The last couple of days we’ve been entertained by the public inquiry into the spate of SMRT disruptions. We’ve just come to the juicy part where SMRT ex-CEO Saw Phaik Hwa gets grilled. Not unexpectedly, we’re going to learn about many more things wrong about SMRT.
One of the key issues is about the maintenance budget set by SMRT had not kept pace with the growing ridership. To cut a long story short, Ms Saw claimed a mid-life refresh had averted spending on maintenance. However, we learnt that those refresh were primarily about upgrading of air-conditioning and passenger cabins. These are good for passenger comfort, but don’t help to improve reliability and safety of the trains.
Ms Saw also claimed that productivity improvements helped keep maintenance cost low. I’m not sure I understand this. Ordinarily, I’d think about human productivity. Fewer people to do the work of more people. Yeah, of course, you reduce headcount, but there is the same amount of work to do, of course productivity increases, but do you get the same quality result?
Broadly speaking, productivity is simply about how much output you produce per unit of input. Whatever she means by productivity, it comes down to doing more with less. I don’t know if the same quality of work was produced, and I don’t think we’re ever going to get a simple answer about that. But quite clearly, SMRT has put in less input.
We also learnt about how some of the headcount lost due to natural attrition were not replaced. That means, basically, you reduced headcount. You don’t necessarily need to fire people or retrench people, you could also reduce headcount. That’s what many companies do to reduce manpower overheads.
The public inquiry has become like a drama. Each day unveils little snippets (or sometimes larger ones) of information about what goes on inside SMRT.
What SMRT has been doing is probably not different from most other private enterprises. Most businesses, if not all, ultimately wants to maximize profits. Maybe they could have lofty vision and mission statements about how they want to make the world a better place, or improve our lives, etc. But ultimately, isn’t it the case that they want to maximize profits?
The trouble is that our government has made train services a basic and critical transport infrastructure. You can’t run such infrastructure services like a typical private enterprise.
I was just about to compare with other basic infrastructure like water and electricity. Then I remembered, electricity providers are, technically, also privatised. But perhaps it’s different here because for consumers, the electricity tariff is fixed formula that depends on prevailing oil prices (and the irony is that our electricity is generated from natural gas, not oil). Big consumers of electricity have the flexibility to call for tender and benefit from healthy competition between the providers. So it’s different.

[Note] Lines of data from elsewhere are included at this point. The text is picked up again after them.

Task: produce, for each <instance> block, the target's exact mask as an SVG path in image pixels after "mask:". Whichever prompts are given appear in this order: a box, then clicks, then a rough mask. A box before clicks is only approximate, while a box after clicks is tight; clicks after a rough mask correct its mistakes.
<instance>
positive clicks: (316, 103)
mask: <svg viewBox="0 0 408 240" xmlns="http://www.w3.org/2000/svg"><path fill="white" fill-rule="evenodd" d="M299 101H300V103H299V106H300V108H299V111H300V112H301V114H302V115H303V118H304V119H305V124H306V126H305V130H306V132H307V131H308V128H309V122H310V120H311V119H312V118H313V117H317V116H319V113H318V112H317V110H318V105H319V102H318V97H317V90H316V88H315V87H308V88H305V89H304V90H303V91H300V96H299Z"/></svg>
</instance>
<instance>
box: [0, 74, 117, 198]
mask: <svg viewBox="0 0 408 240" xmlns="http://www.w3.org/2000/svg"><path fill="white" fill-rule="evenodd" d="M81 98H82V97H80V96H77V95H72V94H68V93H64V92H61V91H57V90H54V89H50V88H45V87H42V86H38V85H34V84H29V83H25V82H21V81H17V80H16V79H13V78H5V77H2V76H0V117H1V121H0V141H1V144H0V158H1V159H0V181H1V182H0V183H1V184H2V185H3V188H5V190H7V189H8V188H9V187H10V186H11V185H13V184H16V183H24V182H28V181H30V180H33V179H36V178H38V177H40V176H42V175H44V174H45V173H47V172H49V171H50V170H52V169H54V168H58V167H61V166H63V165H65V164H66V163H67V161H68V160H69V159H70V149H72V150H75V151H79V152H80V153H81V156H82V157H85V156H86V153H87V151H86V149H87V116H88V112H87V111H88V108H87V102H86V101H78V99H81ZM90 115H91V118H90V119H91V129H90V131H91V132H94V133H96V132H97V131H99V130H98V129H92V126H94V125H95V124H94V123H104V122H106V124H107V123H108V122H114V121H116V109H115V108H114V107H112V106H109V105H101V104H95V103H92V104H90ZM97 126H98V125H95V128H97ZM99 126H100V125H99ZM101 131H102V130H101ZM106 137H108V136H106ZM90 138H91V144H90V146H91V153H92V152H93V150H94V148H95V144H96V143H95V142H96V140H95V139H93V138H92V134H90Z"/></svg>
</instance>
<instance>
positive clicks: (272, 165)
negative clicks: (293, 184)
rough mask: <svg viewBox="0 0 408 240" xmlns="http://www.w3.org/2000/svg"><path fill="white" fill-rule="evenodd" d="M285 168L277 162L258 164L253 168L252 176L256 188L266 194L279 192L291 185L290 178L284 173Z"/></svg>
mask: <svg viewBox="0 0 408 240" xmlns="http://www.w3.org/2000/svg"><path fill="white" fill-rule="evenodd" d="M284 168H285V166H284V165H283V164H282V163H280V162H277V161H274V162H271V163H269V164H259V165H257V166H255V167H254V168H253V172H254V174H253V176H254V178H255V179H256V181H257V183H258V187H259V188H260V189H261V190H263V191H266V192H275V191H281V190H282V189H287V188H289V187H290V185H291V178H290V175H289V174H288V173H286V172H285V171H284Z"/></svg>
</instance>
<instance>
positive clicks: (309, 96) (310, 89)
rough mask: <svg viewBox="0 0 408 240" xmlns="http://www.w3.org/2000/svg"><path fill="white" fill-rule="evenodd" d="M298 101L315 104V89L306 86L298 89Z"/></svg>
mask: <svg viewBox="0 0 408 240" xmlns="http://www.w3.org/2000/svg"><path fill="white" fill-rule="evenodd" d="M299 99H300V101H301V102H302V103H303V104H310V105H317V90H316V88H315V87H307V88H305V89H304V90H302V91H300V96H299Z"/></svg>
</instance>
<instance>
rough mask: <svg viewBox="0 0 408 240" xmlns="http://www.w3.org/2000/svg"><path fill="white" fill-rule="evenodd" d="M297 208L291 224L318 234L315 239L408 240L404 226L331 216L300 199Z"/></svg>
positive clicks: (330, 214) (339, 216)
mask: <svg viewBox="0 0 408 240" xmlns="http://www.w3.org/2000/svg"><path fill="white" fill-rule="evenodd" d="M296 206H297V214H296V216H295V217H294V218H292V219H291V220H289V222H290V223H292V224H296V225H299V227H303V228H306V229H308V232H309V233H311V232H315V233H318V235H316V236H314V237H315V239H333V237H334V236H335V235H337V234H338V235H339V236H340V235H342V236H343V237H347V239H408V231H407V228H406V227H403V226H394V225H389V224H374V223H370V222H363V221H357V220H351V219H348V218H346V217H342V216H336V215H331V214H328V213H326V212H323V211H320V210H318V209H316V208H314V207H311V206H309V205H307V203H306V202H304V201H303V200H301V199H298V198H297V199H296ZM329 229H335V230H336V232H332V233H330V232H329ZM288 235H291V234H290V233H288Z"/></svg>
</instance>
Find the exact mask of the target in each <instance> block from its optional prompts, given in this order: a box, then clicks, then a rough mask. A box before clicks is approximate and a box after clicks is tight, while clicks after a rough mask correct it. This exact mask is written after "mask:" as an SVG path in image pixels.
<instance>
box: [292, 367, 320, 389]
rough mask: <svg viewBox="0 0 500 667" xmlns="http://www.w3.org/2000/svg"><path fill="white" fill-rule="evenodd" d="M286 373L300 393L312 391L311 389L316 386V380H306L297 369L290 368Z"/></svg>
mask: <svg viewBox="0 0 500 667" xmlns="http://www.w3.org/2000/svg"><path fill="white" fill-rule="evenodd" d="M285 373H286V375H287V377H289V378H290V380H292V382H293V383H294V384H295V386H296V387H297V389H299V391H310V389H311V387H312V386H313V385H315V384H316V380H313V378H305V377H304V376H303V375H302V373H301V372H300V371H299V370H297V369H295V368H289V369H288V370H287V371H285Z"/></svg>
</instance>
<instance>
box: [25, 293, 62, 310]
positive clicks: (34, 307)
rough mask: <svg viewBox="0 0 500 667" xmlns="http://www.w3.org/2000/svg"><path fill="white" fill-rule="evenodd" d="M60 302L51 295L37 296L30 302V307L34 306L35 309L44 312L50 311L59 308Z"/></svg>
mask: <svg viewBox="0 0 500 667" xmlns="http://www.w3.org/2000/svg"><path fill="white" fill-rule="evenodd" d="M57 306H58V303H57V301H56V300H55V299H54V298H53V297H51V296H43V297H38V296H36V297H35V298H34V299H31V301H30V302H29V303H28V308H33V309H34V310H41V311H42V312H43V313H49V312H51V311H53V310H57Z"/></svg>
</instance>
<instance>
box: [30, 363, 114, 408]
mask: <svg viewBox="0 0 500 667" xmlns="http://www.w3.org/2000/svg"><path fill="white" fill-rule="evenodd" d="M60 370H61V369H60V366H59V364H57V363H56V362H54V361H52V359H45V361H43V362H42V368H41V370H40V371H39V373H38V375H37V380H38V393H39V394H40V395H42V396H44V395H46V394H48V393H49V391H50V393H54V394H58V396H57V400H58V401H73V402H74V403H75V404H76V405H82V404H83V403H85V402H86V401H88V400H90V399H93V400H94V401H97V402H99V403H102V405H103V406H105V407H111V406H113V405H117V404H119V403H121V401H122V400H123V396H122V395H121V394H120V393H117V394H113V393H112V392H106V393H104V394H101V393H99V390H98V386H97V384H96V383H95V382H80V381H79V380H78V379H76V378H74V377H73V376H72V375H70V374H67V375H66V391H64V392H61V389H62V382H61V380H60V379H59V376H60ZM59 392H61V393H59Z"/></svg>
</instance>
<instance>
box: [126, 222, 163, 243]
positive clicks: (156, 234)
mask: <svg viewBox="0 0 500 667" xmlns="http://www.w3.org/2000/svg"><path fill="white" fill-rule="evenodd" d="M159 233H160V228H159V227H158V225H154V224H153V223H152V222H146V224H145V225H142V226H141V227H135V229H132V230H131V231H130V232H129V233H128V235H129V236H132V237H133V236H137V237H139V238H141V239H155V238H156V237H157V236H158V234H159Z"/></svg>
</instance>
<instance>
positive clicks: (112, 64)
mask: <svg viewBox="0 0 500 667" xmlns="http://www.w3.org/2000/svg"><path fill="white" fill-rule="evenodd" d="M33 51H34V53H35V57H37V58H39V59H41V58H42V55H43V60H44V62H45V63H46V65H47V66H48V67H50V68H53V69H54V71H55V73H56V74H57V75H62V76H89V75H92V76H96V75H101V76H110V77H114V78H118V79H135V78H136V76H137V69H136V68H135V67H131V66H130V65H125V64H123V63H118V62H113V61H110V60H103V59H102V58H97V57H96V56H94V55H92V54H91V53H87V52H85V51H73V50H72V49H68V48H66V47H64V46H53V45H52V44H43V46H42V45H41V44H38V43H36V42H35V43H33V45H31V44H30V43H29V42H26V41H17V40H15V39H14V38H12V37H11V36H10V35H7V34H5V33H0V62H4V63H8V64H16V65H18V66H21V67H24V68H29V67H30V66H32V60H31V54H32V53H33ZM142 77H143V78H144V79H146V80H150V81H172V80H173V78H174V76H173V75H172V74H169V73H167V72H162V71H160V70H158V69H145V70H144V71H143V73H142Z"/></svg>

Sure, electricity providers still want to maximize profits, but they do so by lowering their cost, and the quality of their output is easily measurable.
Having said that, I hope tomorrow we don’t wake up to a first blackout in many years, and the start to a new era where we’re told blackouts are “unavoidable” and we just need an incident management plan to deal with it.
I don’t think our “train disruption rate” has improved since December 2011. Despite everything that has been said and done, many of us are going to assume train service disruptions are very much a part of life. I seldom take the MRT, but a week or two ago, when I had an early meeting appointment in town, and had the option to take either a train/bus combo or just buses only, I actually factored in a variable delay component into the train segment of the journey, exactly like how I would do for buses.
Gone are the times when we could be quite confident that if we got to the train station at time X, we would be at our destination train station at time Y, give or take 5 minutes.